There are at least two obvious routes through which the ongoing turmoil in European credit markets could be transmitted into this market and economy.

The most obvious and most-discussed is the reliance, albeit much-reduced, of the major Australian banks on offshore wholesale debt markets. The less obvious and less-discussed is the potential for a more localised credit shock.

The banks, apart from reducing their exposure to wholesale debt markets and building up massive liquidity holdings, have the Reserve Bank’s emergency arrangements to call on if they are denied access to funding markets in the event the already dysfunctional Eurobond markets seize up again, as they did in 2008-09.

Australian companies don’t have that backstop and there are already signs that they could face some difficulty accessing credit next year.

At face value there shouldn’t be a major problem. After their experiences during the worst of the financial crisis — when obtaining funding from banks and/or markets became problematical and, to the extent that funding was obtainable, very expensive — the larger Australian corporates have become far more defensive.

They are far more conservatively geared — more conservatively than they have been for decades — have stretched out the maturities of their borrowings, reduced their reliance on bank funding and generally improved their profitability and cash generation.

There are, however, some early warning signs beyond the gyrations in offshore debt markets.

When the finance director of one of the larger and better-performing companies says they’ve been approached by foreign members of their banking syndicates asking for help to sell their exposures it is an indication that the problems offshore are having local impacts.

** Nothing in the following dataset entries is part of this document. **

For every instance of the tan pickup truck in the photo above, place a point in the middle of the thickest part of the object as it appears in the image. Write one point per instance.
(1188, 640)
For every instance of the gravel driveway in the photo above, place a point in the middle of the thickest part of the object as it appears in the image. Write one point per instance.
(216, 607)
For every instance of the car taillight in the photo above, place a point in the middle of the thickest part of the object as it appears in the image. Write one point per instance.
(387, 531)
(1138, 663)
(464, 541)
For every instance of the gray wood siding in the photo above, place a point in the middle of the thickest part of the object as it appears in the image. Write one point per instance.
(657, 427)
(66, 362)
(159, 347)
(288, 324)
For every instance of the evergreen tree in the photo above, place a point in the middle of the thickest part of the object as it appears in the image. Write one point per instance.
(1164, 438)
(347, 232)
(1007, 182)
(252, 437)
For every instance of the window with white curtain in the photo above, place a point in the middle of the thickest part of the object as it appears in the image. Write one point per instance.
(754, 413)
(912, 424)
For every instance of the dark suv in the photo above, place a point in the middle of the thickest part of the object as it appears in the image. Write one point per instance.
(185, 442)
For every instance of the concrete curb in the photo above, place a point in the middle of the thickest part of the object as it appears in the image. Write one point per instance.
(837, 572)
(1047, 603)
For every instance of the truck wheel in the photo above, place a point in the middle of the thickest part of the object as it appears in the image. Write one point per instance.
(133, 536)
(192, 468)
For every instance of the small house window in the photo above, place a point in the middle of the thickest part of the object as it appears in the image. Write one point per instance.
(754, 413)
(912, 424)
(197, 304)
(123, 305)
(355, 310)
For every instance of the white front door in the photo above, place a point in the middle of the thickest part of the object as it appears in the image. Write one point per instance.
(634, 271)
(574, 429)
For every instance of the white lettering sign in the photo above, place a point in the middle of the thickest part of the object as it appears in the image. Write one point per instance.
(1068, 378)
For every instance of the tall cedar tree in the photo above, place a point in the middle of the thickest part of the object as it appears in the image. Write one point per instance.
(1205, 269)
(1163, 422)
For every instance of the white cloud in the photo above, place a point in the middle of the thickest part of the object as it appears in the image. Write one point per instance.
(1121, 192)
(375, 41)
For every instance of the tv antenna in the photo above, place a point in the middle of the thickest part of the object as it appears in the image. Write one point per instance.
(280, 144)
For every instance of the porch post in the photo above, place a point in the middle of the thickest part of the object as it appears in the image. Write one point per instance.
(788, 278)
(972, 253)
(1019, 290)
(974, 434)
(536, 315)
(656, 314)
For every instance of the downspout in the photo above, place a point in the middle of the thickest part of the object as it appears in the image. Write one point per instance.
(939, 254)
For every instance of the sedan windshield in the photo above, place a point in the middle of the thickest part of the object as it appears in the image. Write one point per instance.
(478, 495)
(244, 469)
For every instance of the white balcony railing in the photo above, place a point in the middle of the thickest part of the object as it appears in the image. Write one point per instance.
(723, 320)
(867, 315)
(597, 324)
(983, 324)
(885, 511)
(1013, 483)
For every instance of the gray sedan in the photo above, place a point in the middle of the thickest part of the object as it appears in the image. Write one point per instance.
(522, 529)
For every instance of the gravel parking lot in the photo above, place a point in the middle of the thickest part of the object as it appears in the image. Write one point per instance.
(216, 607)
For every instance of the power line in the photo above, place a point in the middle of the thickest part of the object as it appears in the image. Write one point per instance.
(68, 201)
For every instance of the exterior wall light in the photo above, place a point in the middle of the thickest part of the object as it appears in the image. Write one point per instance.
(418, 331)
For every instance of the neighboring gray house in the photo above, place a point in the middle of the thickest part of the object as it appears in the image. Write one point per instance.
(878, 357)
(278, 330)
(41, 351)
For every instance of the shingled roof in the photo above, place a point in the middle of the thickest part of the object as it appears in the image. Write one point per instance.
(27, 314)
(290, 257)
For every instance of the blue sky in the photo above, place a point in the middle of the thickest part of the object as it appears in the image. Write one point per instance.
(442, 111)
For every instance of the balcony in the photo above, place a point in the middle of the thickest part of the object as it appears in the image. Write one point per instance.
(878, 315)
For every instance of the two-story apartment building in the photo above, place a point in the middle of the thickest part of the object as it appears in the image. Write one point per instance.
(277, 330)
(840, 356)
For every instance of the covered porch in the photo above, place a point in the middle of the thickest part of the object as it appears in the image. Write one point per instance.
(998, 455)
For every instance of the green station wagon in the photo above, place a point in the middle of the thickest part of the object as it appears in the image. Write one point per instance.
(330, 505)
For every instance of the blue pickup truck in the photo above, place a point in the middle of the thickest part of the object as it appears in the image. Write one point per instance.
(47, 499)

In fact, there are numerous reports that some of those foreign lenders that remained active in this market after the first exodus of foreign banks during the first phase financial crisis are now retreating.

That’s rational. The European banks in particular are stressed as a result of the sovereign debt crisis and short of capital even before the Basel III capital adequacy regime kicks in. They are under extreme pressure to reduce their new capital requirements by shrinking their balance sheets.

A second wave of withdrawals of foreign lenders would coincide with a very cautious approach to corporate lending — particularly to anything property related — by the domestic banks, which have been in risk-aversion and risk-reduction mode for the past three years.

There is already credit rationing occurring. If the eurozone crisis continues to develop, the availability of funding from banks and/or the market will be threatened.

As it happens, after something of a lull over the past two years as the corporate sector shifted to its more defensive and deleveraged mode, there is going to be a very significant level of borrowings maturing in 2012 and 2013 — particularly in 2012.

Earlier this year Goldman Sachs’ Hamish Tadgell produced an analysis of the refinancing burden facing the companies the bank’s analysts cover. Over the next two years they could have to refinance more than $80 billion of maturing facilities, about 60% of it next year.

While that might appear manageable, in the context of a potential replay of what occurred in 2008, it might be more difficult than it would appear now — particularly if the refinancings scheduled for 2013 and beyond are pulled forward into next year as boards move to secure their funding and financial stability.

Most disconcerting, given how traumatised the sector was as a result of the first phase of the crisis, is that about a quarter of the refinancing required and a third of the companies facing refinancings equivalent to more than 30% of their market capitalisation (according to Goldman) will have to be undertaken by the A-REIT sector.

It is the sector already most shunned by the banks, although traditionally it has been supported by foreign lenders. In any new credit crisis its access to debt funding would be hit early and hard again.

The sector identified by Goldman as having the next biggest funding task is telecommunications — fundamentally Telstra and Optus — which doesn’t generate much concern. Utilities and infrastructure would be more of a concern.

BlueScope Steel’s ability to arrange a full underwriting for the $600 million capital raising it announced this week, despite its obvious distress, is a pointer to the safety valve for corporate Australia.

The Australian equity market has supplied more than $100 billion of new equity to Australian listed companies in the past couple of years, much of it in order to recapitalise and deleverage the companies and other entities most affected by the impact of the crisis on their funding structures.

This year might have been a relatively quiet one for equity market activity but a fresh outbreak of fear and loathing in debt markets, and the knock effects it would have on already cautious bank lending, would almost certainly change that.

The BlueScope raising shows that even for a company which in today’s circumstances is in quite a parlous position, squeezed inexorably by soaring input costs and falling product prices, equity is available — at a price.

It may not be the last big corporate to be prepared to pay that price because of the absence of palatable alternatives.